Broad Form Indemnity
An indemnification clause that requires one party to assume liability for all losses, including those caused solely by the other party's negligence.
Overview
Broad form indemnity is the most expansive type of indemnification clause found in commercial contracts. Under a broad form indemnity agreement, the indemnitor (typically the subcontractor or vendor) agrees to hold the indemnitee (typically the general contractor or property owner) harmless from all claims — including those arising solely from the indemnitee's own negligence. This places the maximum possible risk transfer on the indemnitor.
How It Works
In a broad form indemnity clause, the vendor or subcontractor agrees to defend, indemnify, and hold harmless the other party from any and all claims, damages, losses, and expenses arising out of or related to the work — regardless of fault. This means:
- If the vendor is 100% at fault, the vendor pays
- If both parties share fault, the vendor pays the entire amount
- If the property owner or GC is 100% at fault, the vendor still pays
This is the broadest possible risk transfer. The indemnitor essentially becomes an insurer of the indemnitee's own negligence.
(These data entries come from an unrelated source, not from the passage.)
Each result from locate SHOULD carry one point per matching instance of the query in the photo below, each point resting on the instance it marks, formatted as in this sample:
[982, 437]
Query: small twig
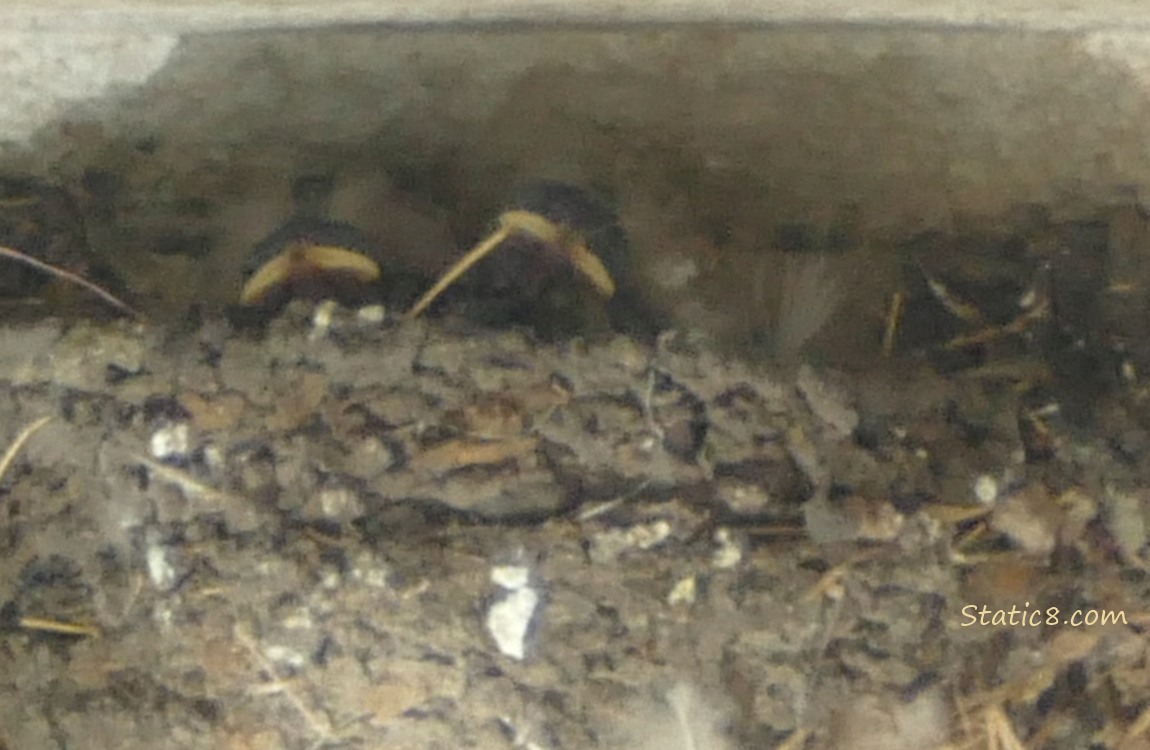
[75, 278]
[44, 625]
[18, 443]
[276, 686]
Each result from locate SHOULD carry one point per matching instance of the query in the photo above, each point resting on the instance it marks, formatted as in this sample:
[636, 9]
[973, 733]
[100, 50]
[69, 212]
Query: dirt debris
[286, 541]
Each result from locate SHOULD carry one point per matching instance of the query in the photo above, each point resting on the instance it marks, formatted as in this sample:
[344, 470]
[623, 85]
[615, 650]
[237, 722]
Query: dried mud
[288, 540]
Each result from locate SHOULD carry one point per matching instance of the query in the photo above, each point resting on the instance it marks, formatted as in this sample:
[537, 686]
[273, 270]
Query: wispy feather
[811, 293]
[683, 720]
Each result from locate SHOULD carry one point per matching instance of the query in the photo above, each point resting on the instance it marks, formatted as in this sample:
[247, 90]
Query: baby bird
[562, 265]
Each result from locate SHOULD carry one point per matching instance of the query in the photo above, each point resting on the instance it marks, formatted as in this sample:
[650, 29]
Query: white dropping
[685, 591]
[728, 551]
[322, 319]
[160, 569]
[510, 615]
[986, 489]
[170, 441]
[372, 314]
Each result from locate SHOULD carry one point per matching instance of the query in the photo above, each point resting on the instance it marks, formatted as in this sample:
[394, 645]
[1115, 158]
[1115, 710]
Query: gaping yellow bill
[304, 260]
[568, 242]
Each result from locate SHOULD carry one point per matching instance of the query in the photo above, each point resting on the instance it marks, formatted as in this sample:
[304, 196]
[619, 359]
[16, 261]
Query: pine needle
[75, 278]
[18, 443]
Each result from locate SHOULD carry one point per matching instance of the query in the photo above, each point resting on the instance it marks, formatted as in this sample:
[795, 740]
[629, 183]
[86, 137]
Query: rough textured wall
[715, 140]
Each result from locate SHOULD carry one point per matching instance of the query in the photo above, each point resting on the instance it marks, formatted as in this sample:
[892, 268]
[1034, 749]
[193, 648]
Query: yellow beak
[568, 242]
[303, 260]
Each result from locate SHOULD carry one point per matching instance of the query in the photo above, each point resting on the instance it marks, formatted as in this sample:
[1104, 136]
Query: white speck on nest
[322, 319]
[511, 613]
[285, 656]
[160, 569]
[728, 551]
[607, 545]
[685, 591]
[370, 314]
[170, 441]
[986, 489]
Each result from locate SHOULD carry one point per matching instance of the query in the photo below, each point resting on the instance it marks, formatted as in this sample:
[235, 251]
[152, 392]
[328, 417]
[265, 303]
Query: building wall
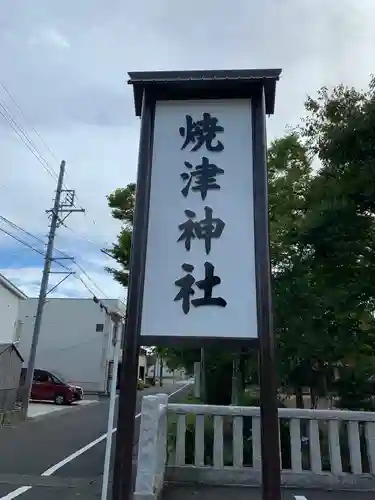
[9, 310]
[154, 370]
[69, 343]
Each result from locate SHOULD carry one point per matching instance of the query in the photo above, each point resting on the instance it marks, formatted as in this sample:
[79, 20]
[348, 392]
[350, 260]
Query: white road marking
[70, 458]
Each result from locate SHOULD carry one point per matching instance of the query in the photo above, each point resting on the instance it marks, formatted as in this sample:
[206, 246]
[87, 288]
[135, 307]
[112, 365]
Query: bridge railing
[222, 445]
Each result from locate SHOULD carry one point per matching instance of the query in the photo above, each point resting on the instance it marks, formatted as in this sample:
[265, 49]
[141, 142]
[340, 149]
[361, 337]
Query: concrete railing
[221, 445]
[152, 449]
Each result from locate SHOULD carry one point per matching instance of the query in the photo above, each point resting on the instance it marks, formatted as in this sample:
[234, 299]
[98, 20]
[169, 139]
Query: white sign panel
[200, 271]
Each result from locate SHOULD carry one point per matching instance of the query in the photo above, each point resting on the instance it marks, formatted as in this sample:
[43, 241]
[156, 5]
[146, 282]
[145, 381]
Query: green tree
[122, 202]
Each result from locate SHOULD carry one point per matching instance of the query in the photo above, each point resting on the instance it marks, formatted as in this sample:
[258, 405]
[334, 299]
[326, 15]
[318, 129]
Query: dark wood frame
[259, 86]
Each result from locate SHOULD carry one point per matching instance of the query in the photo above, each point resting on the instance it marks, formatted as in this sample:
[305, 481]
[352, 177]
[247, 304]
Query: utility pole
[58, 207]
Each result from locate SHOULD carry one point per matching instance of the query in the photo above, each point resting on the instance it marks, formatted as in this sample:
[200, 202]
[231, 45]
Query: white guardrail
[221, 445]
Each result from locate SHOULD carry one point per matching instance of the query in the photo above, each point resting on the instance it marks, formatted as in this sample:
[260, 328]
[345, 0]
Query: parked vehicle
[49, 386]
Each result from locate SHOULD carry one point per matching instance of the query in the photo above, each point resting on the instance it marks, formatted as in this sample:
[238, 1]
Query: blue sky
[66, 65]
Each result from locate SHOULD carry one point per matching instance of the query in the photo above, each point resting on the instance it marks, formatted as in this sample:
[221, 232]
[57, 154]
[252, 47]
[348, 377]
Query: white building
[75, 339]
[161, 369]
[10, 300]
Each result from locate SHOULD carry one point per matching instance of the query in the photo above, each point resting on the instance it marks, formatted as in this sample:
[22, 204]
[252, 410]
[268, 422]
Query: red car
[48, 386]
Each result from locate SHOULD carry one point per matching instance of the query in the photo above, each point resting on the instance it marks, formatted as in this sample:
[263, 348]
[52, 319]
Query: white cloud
[80, 104]
[50, 36]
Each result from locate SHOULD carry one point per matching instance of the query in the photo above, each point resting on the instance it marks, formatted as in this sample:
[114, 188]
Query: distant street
[60, 456]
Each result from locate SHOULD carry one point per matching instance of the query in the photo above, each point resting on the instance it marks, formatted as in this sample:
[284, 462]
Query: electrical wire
[32, 248]
[27, 121]
[21, 241]
[31, 146]
[36, 132]
[16, 226]
[91, 280]
[19, 228]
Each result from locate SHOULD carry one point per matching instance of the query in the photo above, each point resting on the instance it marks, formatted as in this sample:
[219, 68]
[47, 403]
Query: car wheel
[60, 399]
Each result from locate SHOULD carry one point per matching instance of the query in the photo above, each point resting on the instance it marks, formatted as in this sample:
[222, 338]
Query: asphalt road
[59, 456]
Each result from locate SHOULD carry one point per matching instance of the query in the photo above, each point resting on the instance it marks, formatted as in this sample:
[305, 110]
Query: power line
[27, 121]
[19, 228]
[90, 279]
[84, 238]
[21, 241]
[16, 226]
[29, 143]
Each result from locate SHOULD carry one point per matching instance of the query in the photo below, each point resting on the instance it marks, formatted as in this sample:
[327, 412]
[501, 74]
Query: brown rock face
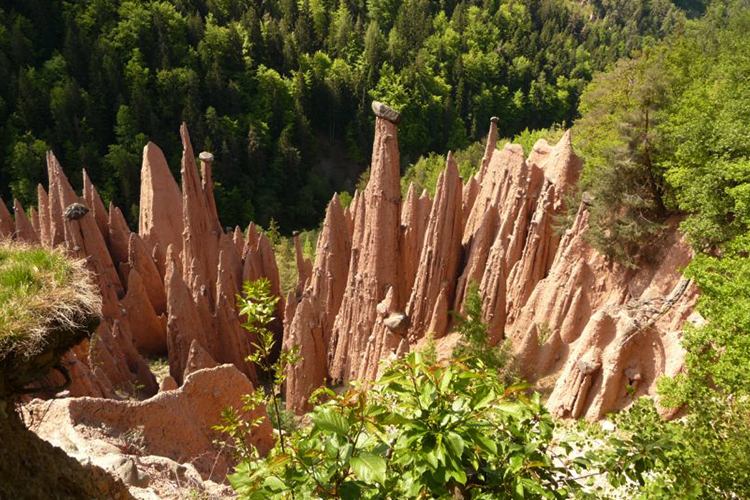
[7, 224]
[440, 256]
[160, 219]
[186, 414]
[149, 335]
[24, 229]
[598, 327]
[184, 324]
[383, 277]
[200, 237]
[198, 359]
[311, 325]
[372, 267]
[304, 266]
Because of its one-sided nature, broad form indemnity is prohibited or unenforceable in many U.S. states through anti-indemnity statutes. States such as New York, California, Texas, and Illinois have enacted laws that void indemnity clauses requiring a party to indemnify another for the other party's sole negligence.
Compliance Relevance
Broad form indemnity has significant implications for COI compliance because the insurance backing must be strong enough to support the full risk transfer. When a contract contains a broad form indemnity clause:
- Higher limits may be required to cover the expanded exposure
- Additional insured endorsements should be verified to ensure the indemnitee has direct access to the vendor's policy
- Primary and noncontributory language is often required so the vendor's policy responds first
- Waiver of subrogation may be needed to prevent the vendor's carrier from recovering against the indemnitee
Compliance reviewers should cross-reference indemnity clauses with the applicable state's anti-indemnity statute to determine enforceability. An unenforceable indemnity clause provides no real protection, regardless of what the COI shows.